Germaine Richier, L’Araignée I, 1946, bronze patiné, socle en corne, 30 x 46 x 23 cm, © Musée Fabre de Montpellier Méditerranée Métropole, © Photo : Frédéric Jaulmes, © ADAGP, Paris

La sculptrice française Germaine Richier (1902-1959) est la première femme à avoir bénéficié d’une rétrospective personnelle au musée national d’Art moderne de Paris en 1956, ainsi que l’une des rares artistes femmes à avoir rencontré un succès international dans les années 1940 et 1950.
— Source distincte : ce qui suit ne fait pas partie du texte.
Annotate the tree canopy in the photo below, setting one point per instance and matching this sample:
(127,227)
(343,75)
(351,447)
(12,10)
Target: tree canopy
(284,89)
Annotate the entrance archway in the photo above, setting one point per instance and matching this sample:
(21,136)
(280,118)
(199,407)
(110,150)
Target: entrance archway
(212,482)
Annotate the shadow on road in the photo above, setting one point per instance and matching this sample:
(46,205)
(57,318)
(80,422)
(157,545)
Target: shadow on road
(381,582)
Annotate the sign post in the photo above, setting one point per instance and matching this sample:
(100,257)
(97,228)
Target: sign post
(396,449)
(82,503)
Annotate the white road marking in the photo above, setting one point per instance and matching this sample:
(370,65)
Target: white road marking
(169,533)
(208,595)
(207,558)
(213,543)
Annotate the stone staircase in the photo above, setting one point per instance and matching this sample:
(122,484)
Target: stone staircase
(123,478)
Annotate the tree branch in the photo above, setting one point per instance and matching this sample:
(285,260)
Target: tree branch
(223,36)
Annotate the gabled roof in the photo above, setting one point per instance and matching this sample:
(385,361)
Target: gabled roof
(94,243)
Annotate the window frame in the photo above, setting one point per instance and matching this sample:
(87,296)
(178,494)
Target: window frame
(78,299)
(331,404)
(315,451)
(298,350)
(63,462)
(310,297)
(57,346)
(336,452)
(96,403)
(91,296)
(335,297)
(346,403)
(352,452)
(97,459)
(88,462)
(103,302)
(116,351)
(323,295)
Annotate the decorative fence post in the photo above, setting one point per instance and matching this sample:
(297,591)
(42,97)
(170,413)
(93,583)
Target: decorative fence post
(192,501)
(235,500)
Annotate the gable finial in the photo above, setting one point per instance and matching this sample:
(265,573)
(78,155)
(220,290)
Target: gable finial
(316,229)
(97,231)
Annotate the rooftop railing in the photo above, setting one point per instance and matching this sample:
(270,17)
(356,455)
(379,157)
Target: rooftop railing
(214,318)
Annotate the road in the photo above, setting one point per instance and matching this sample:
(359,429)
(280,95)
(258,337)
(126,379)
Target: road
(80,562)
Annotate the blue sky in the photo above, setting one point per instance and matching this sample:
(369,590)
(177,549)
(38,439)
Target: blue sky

L’essentiel de la recherche consacrée à sa carrière et à ses sculptures hybrides ces trente dernières années est axée sur les aspects historiques et biographiques ou sur l’analyse formelle. On trouve très peu d’études centrées sur l’analyse de ses sculptures à travers le prisme du féminisme et des études de genre. L’œuvre n’est souvent perçue que comme une réaction de l’artiste à la période de l’entre-deux-guerres. Le présent mémoire propose une relecture féministe de l’œuvre de G. Richier afin de la replacer dans le contexte patriarcal des années 1940 et 1950, tout en prenant en compte le fait que l’artiste n’ait pas directement souscrit à ce parti-pris féministe. Notre objectif est de développer les récentes recherches féministes sur G. Richier afin de mieux comprendre les liens réciproques entre l’artiste et son œuvre.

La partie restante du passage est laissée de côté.